Living with less
Limited space helps a designer focus on just the things he loves.
Jeff Osborne had spent quite a bit of time in this South End loft before actually living there. An interior designer and the co-owner of a card company, Osborne moved into the 900-square-foot apartment when a client -- who had hired the firm where he works, Meichi Peng Design in Boston, to plan the lighting design and choose paint colors -- had a change of heart about the place.
Though Osborne was attracted to the idea of living in one open space, the designer says he knew he would have to do some serious editing of both furniture and accessories to make the home comfortable. “You can’t have 16,000 things on 16 different tables in a loft.”

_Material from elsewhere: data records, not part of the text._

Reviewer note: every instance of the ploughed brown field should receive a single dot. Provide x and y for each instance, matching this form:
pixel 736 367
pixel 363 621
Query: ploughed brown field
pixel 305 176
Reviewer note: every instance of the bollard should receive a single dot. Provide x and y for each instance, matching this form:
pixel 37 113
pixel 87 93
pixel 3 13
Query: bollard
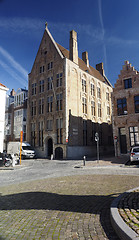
pixel 84 159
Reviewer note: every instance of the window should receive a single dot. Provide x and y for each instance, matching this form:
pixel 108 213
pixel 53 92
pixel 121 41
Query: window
pixel 92 89
pixel 83 85
pixel 128 83
pixel 50 104
pixel 59 102
pixel 50 82
pixel 136 102
pixel 99 109
pixel 33 108
pixel 41 69
pixel 50 65
pixel 33 136
pixel 108 110
pixel 40 134
pixel 41 106
pixel 59 128
pixel 134 136
pixel 93 108
pixel 107 96
pixel 49 125
pixel 84 132
pixel 59 79
pixel 34 89
pixel 41 86
pixel 121 106
pixel 98 92
pixel 84 105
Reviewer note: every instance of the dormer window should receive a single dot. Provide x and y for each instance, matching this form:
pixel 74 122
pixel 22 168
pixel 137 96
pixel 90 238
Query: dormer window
pixel 128 83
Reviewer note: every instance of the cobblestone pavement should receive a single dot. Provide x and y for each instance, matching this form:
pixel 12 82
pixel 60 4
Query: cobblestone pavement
pixel 72 207
pixel 129 209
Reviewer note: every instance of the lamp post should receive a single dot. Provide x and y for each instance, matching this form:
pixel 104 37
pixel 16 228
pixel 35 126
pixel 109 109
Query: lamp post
pixel 97 140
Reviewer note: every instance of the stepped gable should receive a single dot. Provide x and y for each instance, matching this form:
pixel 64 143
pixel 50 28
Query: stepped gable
pixel 2 85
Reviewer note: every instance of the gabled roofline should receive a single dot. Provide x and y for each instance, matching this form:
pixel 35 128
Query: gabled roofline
pixel 46 28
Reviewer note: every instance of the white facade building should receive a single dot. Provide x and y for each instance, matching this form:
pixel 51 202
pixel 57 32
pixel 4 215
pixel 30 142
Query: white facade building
pixel 3 90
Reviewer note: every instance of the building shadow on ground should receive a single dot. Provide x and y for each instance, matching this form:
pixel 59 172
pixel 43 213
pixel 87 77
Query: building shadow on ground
pixel 92 204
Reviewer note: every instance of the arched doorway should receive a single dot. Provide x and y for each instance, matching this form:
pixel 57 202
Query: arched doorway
pixel 59 153
pixel 50 147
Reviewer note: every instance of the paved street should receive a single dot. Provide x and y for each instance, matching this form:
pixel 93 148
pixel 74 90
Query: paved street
pixel 43 199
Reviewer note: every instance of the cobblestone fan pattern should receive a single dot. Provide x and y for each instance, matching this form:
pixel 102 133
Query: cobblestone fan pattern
pixel 129 209
pixel 76 207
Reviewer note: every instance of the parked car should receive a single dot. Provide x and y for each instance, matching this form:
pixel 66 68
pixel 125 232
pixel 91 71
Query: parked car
pixel 134 154
pixel 27 150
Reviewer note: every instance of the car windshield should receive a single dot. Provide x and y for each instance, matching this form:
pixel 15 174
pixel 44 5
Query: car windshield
pixel 136 150
pixel 27 148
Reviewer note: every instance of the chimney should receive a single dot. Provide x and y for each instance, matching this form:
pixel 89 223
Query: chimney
pixel 12 93
pixel 85 58
pixel 73 47
pixel 100 68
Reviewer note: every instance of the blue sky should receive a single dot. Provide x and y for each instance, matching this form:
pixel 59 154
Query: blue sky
pixel 107 29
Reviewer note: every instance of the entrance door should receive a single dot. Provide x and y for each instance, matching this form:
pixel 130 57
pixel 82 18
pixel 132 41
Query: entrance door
pixel 123 144
pixel 59 153
pixel 50 147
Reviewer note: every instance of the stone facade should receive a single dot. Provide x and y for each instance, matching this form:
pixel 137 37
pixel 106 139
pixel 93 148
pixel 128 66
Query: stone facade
pixel 125 99
pixel 68 102
pixel 16 115
pixel 3 90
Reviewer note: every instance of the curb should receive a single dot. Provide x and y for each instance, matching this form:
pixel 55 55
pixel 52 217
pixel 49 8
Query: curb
pixel 120 227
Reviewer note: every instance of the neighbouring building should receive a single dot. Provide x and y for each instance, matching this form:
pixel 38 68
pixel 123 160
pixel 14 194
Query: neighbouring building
pixel 125 99
pixel 68 102
pixel 16 115
pixel 3 90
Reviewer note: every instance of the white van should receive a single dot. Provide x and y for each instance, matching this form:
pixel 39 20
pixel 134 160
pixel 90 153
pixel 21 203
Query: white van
pixel 27 150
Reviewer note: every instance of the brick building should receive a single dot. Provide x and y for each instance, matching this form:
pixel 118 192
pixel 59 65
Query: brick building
pixel 3 90
pixel 16 115
pixel 125 99
pixel 68 102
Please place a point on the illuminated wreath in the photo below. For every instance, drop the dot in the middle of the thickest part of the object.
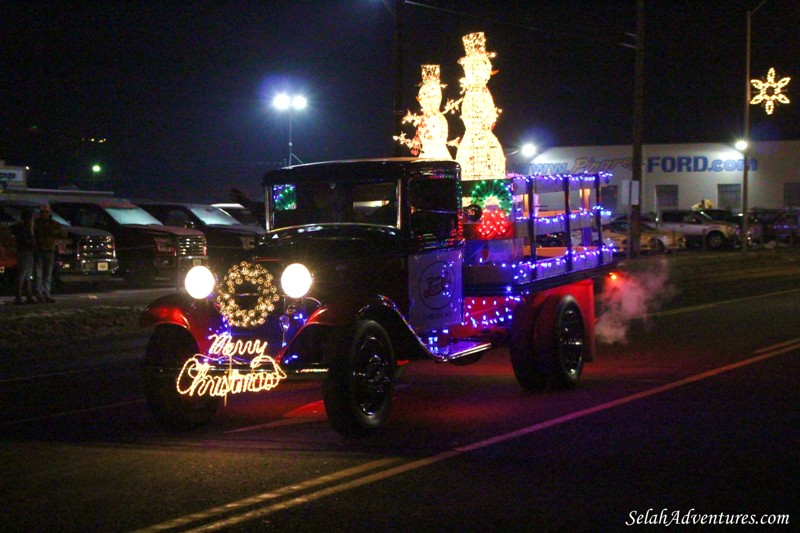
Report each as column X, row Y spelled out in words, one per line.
column 495, row 225
column 493, row 189
column 226, row 295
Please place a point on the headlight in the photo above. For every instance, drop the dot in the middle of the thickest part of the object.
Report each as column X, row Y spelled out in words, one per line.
column 296, row 280
column 199, row 282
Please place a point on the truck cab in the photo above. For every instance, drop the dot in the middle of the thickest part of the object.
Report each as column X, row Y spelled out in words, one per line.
column 362, row 270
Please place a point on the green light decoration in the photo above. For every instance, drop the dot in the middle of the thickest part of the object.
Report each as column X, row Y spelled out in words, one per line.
column 493, row 189
column 286, row 199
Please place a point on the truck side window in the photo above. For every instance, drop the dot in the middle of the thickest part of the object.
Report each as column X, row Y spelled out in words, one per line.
column 434, row 208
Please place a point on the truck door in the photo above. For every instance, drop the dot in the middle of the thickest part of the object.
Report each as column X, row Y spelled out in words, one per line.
column 437, row 254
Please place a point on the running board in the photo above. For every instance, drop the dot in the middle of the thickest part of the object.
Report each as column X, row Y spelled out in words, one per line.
column 457, row 349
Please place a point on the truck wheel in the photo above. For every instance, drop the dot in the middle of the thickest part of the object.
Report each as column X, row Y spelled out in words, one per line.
column 714, row 240
column 169, row 348
column 358, row 389
column 555, row 352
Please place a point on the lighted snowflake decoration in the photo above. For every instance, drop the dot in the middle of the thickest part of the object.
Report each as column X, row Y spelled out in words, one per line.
column 770, row 91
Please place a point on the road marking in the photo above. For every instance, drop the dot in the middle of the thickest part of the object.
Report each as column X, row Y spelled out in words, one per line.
column 721, row 302
column 245, row 516
column 266, row 496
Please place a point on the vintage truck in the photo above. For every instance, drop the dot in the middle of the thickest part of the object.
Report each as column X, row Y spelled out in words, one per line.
column 369, row 264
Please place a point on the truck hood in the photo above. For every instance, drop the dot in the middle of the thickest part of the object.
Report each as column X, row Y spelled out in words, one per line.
column 157, row 229
column 343, row 258
column 82, row 231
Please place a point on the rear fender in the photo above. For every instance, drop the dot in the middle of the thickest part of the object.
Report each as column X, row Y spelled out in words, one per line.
column 527, row 312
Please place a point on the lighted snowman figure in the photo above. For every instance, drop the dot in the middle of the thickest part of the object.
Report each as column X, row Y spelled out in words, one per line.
column 479, row 152
column 432, row 130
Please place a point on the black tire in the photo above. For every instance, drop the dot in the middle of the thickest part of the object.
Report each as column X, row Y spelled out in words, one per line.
column 715, row 240
column 554, row 353
column 360, row 383
column 169, row 348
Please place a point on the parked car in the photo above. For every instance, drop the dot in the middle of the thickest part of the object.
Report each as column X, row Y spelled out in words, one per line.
column 86, row 255
column 699, row 229
column 786, row 226
column 650, row 239
column 240, row 213
column 148, row 251
column 766, row 218
column 228, row 240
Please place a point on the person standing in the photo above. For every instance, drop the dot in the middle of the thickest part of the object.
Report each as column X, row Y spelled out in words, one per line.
column 26, row 245
column 46, row 231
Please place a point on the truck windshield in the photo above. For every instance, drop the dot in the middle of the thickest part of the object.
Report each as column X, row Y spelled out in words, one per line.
column 132, row 215
column 214, row 216
column 335, row 201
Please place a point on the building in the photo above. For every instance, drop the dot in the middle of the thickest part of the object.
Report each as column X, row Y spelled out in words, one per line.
column 12, row 176
column 681, row 175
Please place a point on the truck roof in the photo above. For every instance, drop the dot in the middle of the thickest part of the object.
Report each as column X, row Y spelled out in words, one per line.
column 361, row 169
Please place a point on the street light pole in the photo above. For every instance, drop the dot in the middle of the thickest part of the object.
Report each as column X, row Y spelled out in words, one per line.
column 284, row 102
column 746, row 151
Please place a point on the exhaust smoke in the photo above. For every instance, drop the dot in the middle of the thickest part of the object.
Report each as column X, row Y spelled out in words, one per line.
column 631, row 297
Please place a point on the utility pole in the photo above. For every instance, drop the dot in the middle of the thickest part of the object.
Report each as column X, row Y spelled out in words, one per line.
column 634, row 226
column 399, row 112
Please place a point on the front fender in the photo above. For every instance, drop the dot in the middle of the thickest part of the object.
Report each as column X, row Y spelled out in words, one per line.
column 198, row 317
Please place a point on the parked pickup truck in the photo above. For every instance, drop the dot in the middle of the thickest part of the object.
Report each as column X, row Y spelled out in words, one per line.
column 367, row 265
column 228, row 240
column 87, row 255
column 147, row 250
column 699, row 229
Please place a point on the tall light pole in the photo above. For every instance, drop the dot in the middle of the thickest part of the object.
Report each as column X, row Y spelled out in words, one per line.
column 747, row 143
column 290, row 103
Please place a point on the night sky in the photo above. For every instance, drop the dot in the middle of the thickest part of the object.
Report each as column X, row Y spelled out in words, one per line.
column 181, row 92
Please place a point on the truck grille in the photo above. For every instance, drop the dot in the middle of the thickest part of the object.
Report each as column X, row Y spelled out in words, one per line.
column 270, row 331
column 96, row 247
column 192, row 245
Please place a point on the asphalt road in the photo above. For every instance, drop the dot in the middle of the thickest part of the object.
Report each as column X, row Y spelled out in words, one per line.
column 694, row 418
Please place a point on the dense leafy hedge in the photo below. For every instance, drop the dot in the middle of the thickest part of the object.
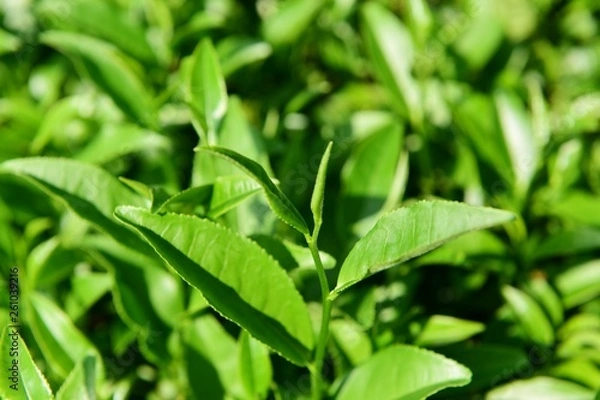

He rose to the challenge, buying all new furniture (he gave his old stuff to his brother, who had just built a house in Maine) and packing up more than a few prized possessions. He placed a low bed, upholstered in white leather and covered in gray houndstooth linens, adjacent to the south-facing floor-to-ceiling wall of windows. It’s a perfectly produced almost-nook, with sleek industrial-style lighting from Casa
Design in the South End and folding black leather stools from West Elm for nightstands -- $100 side tables with an $8,000 bed, but “you can’t tell,” Osborne says. (Another couple of steals amid the splurges: twin aluminum-framed mirrors and large smoked-glass-front armoires from IKEA.)
The loft’s largest blank wall is artfully and masterfully arranged. Black-framed paintings somehow make the flat-screen television look good, and white lacquer shelving holds just a few treasures, including several Chinese bronze animal bells from Intarawut in Cambridge, a whaling-ship propeller Osborne found at an antiques show, and ceramics from his parents’ collection.
So, how does Osborne like this whole loft living experiment? “I love it. I don’t have a dining room,” he says, “but I can have friends over for cocktails,” then head out to dinner. “And it forces me to be neat.”